Clearly $\rho[\mathrm{A}, \mathrm{B}]=3$ and $\rho(\mathrm{A})=3$
$\therefore \rho(\mathrm{A})=\rho[\mathrm{A}, \mathrm{B}]=3=$ number of unknowns
$\therefore$ The given system of equations is consistent and has a unique solution. i.e., trivial solution
$\therefore \mathrm{x}=0, \mathrm{y}=0$ and $\mathrm{z}=0$
Note: Since $\rho(\mathrm{A})=3,|\mathrm{~A}| \neq 0$ i.e. $\mathrm{A}$ is non-singular;
$\therefore$ The given system has only trivial solution $\mathrm{x}=0, \mathrm{y}=0, \mathrm{z}=0$
Question 2.
For what value of $\mathrm{n}$ the equations.
$
\begin{aligned}
& x+y+3 z=0 \\
& 4 x+3 y+\mu z=0 \\
& 2 x+y+2 z=0 \text { have a }
\end{aligned}
$
(i) trivial solution,
(ii) non-trivial solution.
Solution:
The system of equations can be written as $A X=B$
$
\left[\begin{array}{lll}
1 & 1 & 3 \\
4 & 3 & \mu \\
2 & 1 & 2
\end{array}\right]\left[\begin{array}{l}
x \\
y \\
z
\end{array}\right]=\left[\begin{array}{l}
0 \\
0 \\
0
\end{array}\right]
$

$
\begin{aligned}
& \sim\left[\begin{array}{cccc}
1 & 1 & 3 & 0 \\
0 & -1 & \mu-12 & 0 \\
0 & 0 & 8-\mu & 0
\end{array}\right] R_3 \rightarrow R_3-R_2 \\
&
\end{aligned}
$
Case (i): If $\mu \neq 8$ then $8-\mu \neq 0$ and hence there are three non-zero rows.

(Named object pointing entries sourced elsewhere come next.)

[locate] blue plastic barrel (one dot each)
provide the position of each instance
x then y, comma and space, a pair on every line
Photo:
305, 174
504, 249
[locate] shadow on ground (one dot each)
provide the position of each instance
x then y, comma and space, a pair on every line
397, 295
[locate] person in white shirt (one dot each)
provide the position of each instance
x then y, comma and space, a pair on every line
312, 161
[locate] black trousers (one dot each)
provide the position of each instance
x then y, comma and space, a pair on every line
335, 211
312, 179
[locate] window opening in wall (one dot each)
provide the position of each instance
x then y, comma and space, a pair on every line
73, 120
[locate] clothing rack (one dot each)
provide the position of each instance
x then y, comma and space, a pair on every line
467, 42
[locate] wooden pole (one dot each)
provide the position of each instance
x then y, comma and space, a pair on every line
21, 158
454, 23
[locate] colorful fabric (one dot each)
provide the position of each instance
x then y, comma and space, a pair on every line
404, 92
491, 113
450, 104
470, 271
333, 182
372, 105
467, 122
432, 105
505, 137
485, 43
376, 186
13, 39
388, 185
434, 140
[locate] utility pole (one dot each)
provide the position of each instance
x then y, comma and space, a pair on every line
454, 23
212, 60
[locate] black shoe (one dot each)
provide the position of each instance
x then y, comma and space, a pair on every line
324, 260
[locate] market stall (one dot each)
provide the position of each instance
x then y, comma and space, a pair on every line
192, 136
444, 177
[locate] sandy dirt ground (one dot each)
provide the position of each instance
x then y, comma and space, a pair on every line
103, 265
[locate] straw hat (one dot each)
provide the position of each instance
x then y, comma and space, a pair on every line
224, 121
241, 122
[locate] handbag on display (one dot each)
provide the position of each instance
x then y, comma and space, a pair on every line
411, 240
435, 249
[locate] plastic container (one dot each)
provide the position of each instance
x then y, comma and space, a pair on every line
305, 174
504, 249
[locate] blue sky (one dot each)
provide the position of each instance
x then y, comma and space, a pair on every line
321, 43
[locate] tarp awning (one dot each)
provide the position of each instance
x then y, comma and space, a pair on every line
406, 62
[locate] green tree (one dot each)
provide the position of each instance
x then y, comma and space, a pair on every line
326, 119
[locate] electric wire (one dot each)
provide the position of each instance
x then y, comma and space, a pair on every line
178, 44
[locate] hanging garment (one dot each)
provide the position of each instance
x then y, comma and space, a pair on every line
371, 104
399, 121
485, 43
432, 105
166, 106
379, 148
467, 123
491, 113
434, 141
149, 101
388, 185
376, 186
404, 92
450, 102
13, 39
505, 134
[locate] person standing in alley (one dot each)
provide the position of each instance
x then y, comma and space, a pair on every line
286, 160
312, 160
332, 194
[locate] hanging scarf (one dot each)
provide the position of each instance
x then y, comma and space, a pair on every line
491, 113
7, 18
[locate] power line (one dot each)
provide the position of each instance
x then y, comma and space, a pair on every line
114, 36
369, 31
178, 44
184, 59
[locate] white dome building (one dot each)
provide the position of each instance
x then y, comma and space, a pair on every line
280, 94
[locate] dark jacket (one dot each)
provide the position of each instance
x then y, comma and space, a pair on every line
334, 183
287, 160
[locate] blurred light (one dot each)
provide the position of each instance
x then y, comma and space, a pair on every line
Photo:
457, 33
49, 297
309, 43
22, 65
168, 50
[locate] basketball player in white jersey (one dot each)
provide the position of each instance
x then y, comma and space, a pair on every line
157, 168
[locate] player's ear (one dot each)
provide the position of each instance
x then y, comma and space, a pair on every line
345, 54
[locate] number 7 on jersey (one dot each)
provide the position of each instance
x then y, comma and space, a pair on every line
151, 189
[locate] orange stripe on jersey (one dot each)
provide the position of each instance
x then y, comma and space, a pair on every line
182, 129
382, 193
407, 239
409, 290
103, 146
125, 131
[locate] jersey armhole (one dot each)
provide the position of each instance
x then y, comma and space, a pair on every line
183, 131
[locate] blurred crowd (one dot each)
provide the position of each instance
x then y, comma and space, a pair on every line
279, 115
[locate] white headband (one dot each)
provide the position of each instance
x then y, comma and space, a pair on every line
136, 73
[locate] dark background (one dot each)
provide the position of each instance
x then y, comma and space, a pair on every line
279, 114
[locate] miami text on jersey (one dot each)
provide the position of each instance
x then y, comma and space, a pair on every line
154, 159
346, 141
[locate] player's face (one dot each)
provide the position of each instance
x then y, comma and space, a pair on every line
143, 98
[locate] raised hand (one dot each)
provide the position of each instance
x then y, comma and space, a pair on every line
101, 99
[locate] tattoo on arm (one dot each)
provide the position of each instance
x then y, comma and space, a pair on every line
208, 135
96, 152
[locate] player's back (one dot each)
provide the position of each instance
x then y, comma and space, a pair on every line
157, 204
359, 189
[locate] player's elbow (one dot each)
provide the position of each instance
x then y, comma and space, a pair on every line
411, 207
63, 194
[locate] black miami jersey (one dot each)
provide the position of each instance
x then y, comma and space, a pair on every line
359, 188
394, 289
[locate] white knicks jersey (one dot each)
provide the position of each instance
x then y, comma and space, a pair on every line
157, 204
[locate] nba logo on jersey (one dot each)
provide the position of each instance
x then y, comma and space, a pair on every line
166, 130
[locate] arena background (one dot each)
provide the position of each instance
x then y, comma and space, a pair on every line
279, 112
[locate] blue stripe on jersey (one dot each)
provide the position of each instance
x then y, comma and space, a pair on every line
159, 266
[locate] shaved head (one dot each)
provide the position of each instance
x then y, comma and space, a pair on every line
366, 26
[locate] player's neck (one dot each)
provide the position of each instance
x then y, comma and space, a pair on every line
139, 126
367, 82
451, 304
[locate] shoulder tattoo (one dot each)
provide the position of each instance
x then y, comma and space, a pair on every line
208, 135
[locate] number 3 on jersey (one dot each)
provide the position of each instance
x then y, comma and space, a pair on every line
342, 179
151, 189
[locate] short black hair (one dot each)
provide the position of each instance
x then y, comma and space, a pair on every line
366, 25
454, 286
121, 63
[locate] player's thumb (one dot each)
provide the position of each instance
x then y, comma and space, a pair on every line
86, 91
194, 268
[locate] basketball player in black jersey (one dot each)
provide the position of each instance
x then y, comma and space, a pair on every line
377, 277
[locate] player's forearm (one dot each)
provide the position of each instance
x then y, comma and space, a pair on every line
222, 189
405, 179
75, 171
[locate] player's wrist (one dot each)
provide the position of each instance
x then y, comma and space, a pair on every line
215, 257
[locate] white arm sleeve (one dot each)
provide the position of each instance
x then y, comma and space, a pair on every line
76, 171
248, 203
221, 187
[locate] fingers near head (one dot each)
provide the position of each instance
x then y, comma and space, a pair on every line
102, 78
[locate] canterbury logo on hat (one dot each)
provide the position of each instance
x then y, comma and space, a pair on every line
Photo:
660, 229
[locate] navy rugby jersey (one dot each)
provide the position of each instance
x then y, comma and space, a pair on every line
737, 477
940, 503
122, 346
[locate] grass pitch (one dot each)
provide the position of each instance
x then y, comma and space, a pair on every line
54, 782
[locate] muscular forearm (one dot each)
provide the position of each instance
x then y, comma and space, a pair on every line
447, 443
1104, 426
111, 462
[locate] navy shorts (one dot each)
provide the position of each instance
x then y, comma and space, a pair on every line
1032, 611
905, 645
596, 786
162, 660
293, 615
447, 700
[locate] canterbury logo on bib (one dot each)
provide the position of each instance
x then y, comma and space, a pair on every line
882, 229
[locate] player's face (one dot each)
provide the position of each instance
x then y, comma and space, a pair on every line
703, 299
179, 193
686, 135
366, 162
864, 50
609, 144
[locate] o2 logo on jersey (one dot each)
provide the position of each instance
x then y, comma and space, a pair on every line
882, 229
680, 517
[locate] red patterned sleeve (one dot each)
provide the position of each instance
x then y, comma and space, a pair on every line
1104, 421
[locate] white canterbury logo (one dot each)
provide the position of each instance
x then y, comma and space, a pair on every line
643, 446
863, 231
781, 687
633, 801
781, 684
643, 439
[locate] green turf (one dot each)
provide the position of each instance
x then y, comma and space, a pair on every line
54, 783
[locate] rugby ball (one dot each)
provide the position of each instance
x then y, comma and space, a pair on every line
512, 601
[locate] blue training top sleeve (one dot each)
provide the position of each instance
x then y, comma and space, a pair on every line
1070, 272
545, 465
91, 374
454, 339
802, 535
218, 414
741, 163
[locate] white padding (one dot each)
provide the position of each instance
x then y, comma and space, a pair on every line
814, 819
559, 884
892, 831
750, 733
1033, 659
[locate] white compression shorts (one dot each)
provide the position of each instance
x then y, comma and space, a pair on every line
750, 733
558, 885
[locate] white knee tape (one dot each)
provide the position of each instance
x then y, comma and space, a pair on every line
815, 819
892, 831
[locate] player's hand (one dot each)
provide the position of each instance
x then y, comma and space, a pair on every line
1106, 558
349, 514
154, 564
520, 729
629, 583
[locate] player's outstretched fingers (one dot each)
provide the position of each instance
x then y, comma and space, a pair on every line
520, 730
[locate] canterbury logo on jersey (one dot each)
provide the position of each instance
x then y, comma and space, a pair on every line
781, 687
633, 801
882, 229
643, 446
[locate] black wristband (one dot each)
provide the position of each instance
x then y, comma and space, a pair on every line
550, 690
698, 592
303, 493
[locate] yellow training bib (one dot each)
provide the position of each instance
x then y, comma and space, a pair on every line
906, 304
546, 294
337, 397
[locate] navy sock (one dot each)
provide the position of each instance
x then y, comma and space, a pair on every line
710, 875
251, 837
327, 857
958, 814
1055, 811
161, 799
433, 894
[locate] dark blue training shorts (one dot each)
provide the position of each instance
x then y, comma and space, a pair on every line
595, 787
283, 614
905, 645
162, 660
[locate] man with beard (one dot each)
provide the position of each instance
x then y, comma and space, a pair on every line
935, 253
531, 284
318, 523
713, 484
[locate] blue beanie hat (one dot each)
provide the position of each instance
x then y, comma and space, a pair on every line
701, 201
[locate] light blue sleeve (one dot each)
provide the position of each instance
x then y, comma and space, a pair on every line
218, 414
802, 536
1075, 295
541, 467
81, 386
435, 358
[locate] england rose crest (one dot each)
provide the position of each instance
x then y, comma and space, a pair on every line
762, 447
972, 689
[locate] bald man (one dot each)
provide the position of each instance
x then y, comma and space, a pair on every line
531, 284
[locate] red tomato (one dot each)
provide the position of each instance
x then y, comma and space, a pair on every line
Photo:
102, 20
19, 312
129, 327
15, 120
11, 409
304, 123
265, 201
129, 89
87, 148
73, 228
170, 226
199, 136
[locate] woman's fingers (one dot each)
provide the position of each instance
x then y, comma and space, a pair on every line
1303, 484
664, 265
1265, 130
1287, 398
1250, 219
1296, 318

$\therefore \rho[\mathrm{A}]=\rho[\mathrm{A}, \mathrm{B}]=3=$ the number of unknowns.
$\therefore$ The system has the trivial solution $\mathrm{x}=0, \mathrm{y}=0, \mathrm{z}=0$
Case (ii): If $\mu=8$ then.
$\rho[\mathrm{A}, \mathrm{B}]=2$ and $\rho(\mathrm{A})=2$
$\therefore \rho(\mathrm{A})=\rho[\mathrm{A}, \mathrm{B}]=2<$ number of unknowns.
The given system is equivalent to
$
\begin{aligned}
& \mathrm{x}+\mathrm{y}+3 \mathrm{z}=0 ; \mathrm{y}+4 \mathrm{z}=0 \\
& \therefore \mathrm{y}=-4 \mathrm{z} ; \mathrm{x}=\mathrm{z}
\end{aligned}
$
Taking $\mathrm{z}=\mathrm{k}$, we get $\mathrm{x}=\mathrm{k}, \mathrm{y}=-4 \mathrm{k}, \mathrm{z}=\mathrm{k}[\mathrm{k} \in \mathrm{R}-\{0\}]$ which are non-trivial solutions.
Thus the system is consistent and has infinitely many non-trivial solutions.
Note: In case (ii) the system also has trivial solution. For only non-trivial solutions we removed $k=0$.